Hacker News new | ask | show | jobs
by sradman 1979 days ago
O_DIRECT prevents file double buffering by the OS and DBMS page cache. MMAP removes the need for the DBMS page cache and relies on the OS’s paging algorithm. The gain is zero memory copy and the ability for multiple processes to access the same data efficiently.

Apache Arrow takes advantage of mmap to share data across different language processes and enables fast startup for short lived processes that re-access the same OS cached data.

1 comments

Yes, but the claim is that the buffer you should remove is the OS's one, not the DBMS's one, because for the DBMS use case (one very large file with deep internal structure, generally accessed by one long-running process), the DBMS has information the OS doesn't.

Arrow is a different use case, for which mmap makes sense. For something like a short-lived process that stores config or caches in SQLite, it probably is actually closer to Arrow than to (e.g.) Postgres, so mmap likely also makes sense for that. (Conversely, if you're not relying on Arrow's sharing properties and you have a big Python notebook that's doing some math on an extremely large data file on disk in a single process, you might actually get better results from O_DIRECT than mmap.)

In particular, "zero memory copy" only applies if you are accessing the same data from multiple processes (either at once or sequentially).

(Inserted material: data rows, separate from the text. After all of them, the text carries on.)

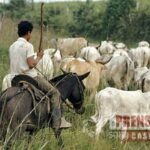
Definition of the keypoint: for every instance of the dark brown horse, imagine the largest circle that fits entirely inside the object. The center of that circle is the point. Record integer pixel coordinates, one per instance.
(20, 113)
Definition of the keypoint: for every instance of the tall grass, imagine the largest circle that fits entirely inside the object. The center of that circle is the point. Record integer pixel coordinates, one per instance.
(76, 138)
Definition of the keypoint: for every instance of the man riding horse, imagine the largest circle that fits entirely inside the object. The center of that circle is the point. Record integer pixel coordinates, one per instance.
(22, 61)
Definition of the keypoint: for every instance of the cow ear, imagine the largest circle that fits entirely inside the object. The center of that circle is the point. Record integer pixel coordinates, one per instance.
(81, 77)
(64, 72)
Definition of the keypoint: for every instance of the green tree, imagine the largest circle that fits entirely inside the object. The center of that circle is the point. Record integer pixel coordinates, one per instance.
(16, 8)
(116, 19)
(86, 21)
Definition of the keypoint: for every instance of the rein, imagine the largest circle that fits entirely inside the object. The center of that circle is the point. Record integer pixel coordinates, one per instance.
(80, 89)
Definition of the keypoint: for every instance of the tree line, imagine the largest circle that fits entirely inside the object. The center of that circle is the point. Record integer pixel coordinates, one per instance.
(104, 20)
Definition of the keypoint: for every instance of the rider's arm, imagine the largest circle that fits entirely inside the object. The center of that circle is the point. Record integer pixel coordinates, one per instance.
(30, 57)
(33, 62)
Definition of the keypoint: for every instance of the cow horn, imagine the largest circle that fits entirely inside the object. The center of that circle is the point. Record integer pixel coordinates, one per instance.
(64, 72)
(102, 61)
(81, 77)
(97, 47)
(53, 53)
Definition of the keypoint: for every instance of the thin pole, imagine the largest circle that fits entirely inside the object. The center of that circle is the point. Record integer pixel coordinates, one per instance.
(41, 34)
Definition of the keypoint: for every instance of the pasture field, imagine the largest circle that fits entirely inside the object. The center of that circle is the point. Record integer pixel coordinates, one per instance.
(80, 136)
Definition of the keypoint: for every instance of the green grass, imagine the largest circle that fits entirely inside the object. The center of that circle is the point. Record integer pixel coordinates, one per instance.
(75, 138)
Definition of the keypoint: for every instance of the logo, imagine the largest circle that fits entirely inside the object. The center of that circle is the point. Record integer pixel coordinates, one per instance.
(135, 127)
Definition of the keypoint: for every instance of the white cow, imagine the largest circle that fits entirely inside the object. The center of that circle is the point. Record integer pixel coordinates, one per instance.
(107, 47)
(138, 76)
(7, 81)
(89, 53)
(141, 54)
(69, 46)
(120, 69)
(145, 81)
(111, 102)
(121, 46)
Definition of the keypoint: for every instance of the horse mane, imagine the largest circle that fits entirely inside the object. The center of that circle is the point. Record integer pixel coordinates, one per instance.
(58, 78)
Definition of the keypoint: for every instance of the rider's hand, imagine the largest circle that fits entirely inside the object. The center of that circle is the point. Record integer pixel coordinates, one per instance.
(40, 54)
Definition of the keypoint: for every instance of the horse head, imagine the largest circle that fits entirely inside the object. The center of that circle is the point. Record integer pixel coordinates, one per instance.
(71, 87)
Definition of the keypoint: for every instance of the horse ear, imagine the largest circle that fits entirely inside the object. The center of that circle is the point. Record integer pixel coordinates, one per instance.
(64, 72)
(81, 77)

If you have a single long-running database server, you have to copy the data from disk to RAM anyway. O_DIRECT means there's one copy, from disk to a userspace buffer; mmap means there's one copy, from disk to a kernel buffer. If you can arrange for a long-lived userspace buffer, there's no performance advantage to using the kernel buffer.

> but the claim is that the buffer you should remove is the OS's one

I was not trying to minimize O_DIRECT, I was trying to emphasize the key advantage succinctly and also explain the Apache Arrow use case of mmap which the article does not discuss.